Herr Christian, dit le danneman en fronçant le sourcil, tu es donc un paresseux ou un mauvais sujet, que tu ne songes pas à l’avenir ?

Christian vit qu’en montrant trop de désintéressement, il avait fait naître la méfiance.

— Connaissez-vous M. Goefle ? dit-il.

— L’avocat ? Oui, très-bien ; c’est moi qui lui ai vendu son cheval, un bon cheval, celui-là, et un brave homme, l’avocat !

— Eh bien, il vous répondra de moi. Aurez-vous confiance ?

— Oui, c’est convenu. Reprends ton argent.

— Et si je vous priais de me le garder ?

— C’est donc de l’argent volé ? s’écria le danneman redevenu méfiant.

Christian se mit à rire en s’avouant à lui-même qu’il était un diplomate très-maladroit.

— Croyez-moi, dit-il au danneman, je suis un homme simple et sincère. Je ne suis pas habitué à être cru sur parole ; ma figure paraît bonne à tout le monde. Si vous ne prenez pas mes trente dalers aujourd’hui, le major voudra vous les donner demain, et c’est ce qui me blesse.

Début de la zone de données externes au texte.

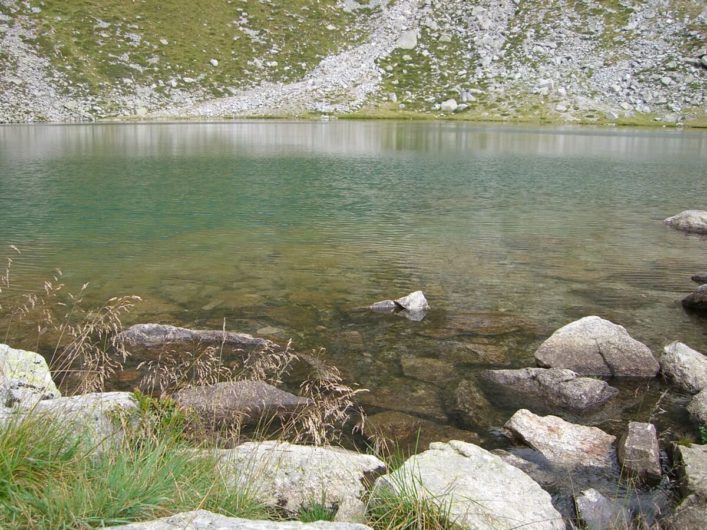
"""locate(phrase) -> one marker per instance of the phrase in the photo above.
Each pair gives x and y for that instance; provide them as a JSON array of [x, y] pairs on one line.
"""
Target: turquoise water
[[290, 228]]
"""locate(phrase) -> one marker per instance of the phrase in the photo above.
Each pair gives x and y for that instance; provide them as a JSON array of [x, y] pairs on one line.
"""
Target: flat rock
[[224, 404], [697, 301], [698, 408], [24, 377], [597, 512], [395, 429], [693, 221], [204, 520], [638, 452], [156, 335], [594, 346], [556, 387], [427, 369], [289, 477], [685, 367], [692, 463], [563, 443], [475, 486]]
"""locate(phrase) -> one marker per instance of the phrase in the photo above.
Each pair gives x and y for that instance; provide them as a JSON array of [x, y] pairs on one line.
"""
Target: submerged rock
[[291, 477], [556, 387], [698, 408], [693, 221], [697, 301], [413, 306], [638, 451], [475, 486], [224, 404], [204, 520], [156, 335], [597, 512], [685, 367], [594, 346], [563, 443], [24, 377]]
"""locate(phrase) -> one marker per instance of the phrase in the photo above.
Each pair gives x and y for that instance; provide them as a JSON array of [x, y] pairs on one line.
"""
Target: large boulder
[[563, 443], [694, 221], [554, 387], [639, 453], [594, 346], [290, 477], [158, 335], [204, 520], [475, 486], [698, 408], [24, 377], [685, 367], [238, 402], [697, 301]]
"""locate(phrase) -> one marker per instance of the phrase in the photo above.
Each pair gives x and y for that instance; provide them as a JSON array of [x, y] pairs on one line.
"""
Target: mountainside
[[624, 61]]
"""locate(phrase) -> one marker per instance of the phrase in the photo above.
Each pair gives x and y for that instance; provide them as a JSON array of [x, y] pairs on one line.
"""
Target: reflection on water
[[291, 228]]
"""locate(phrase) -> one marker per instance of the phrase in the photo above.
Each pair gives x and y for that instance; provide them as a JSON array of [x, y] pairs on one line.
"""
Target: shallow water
[[289, 229]]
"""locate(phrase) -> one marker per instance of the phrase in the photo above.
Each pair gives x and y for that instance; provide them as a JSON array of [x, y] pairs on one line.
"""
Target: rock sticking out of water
[[563, 443], [638, 451], [594, 346], [290, 477], [237, 402], [693, 221], [413, 306], [475, 486], [685, 367], [555, 387], [697, 301]]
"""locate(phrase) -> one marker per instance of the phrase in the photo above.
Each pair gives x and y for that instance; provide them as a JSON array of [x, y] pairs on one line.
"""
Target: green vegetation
[[52, 478]]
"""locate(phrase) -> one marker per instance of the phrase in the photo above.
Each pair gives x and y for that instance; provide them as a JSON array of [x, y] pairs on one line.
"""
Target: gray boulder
[[639, 453], [594, 346], [204, 520], [156, 335], [290, 477], [24, 377], [556, 387], [693, 221], [235, 402], [698, 408], [563, 443], [697, 301], [685, 367], [475, 486], [596, 512]]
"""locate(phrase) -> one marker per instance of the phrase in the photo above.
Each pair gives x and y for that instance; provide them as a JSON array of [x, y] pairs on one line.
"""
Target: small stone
[[638, 451]]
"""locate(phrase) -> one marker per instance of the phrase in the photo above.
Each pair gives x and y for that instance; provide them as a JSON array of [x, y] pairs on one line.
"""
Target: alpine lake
[[291, 230]]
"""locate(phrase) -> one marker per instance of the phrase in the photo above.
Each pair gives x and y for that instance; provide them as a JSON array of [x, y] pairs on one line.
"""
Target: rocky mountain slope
[[624, 61]]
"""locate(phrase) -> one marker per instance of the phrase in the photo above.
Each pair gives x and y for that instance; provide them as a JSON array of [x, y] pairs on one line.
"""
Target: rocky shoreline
[[497, 61]]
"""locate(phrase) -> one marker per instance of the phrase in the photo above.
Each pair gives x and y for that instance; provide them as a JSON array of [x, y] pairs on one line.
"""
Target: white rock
[[449, 106], [290, 477], [24, 377], [481, 491], [685, 367], [564, 443]]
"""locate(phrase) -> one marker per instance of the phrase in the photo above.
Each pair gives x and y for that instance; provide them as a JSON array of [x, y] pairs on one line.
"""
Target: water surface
[[288, 229]]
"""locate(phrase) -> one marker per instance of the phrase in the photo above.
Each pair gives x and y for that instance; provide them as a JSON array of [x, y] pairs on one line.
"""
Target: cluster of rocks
[[505, 57]]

— Le major ne me donnera rien, parce que je n’accepterai rien, répondit le danneman avec vivacité. C’est donc toi qui doutes de moi, à présent.

Christian dut renoncer à laisser sa mince fortune dans cette maison, qui servait peut-être d’asile à sa mère. Ce débat de délicatesse eût pu dégénérer en querelle, vu que le danneman arrosait largement d’eau-de-vie son naïf orgueil de paysan libre. D’ailleurs, le traîneau était prêt, et Christian devait partir. Pour rien au monde, il n’eût voulu manquer les deux représentations qui devaient le mettre à la tête de cent dalers, et lui permettre, par conséquent, d’embrasser, sans rien devoir à personne, le nouveau genre de vie qu’il rêvait.

Il croyait que le danneman comptait l’accompagner ; mais, au lieu de monter dans le traîneau, Bœtsoï remit les rênes à son fils, en lui recommandant d’aller prudemment et de revenir de bonne heure.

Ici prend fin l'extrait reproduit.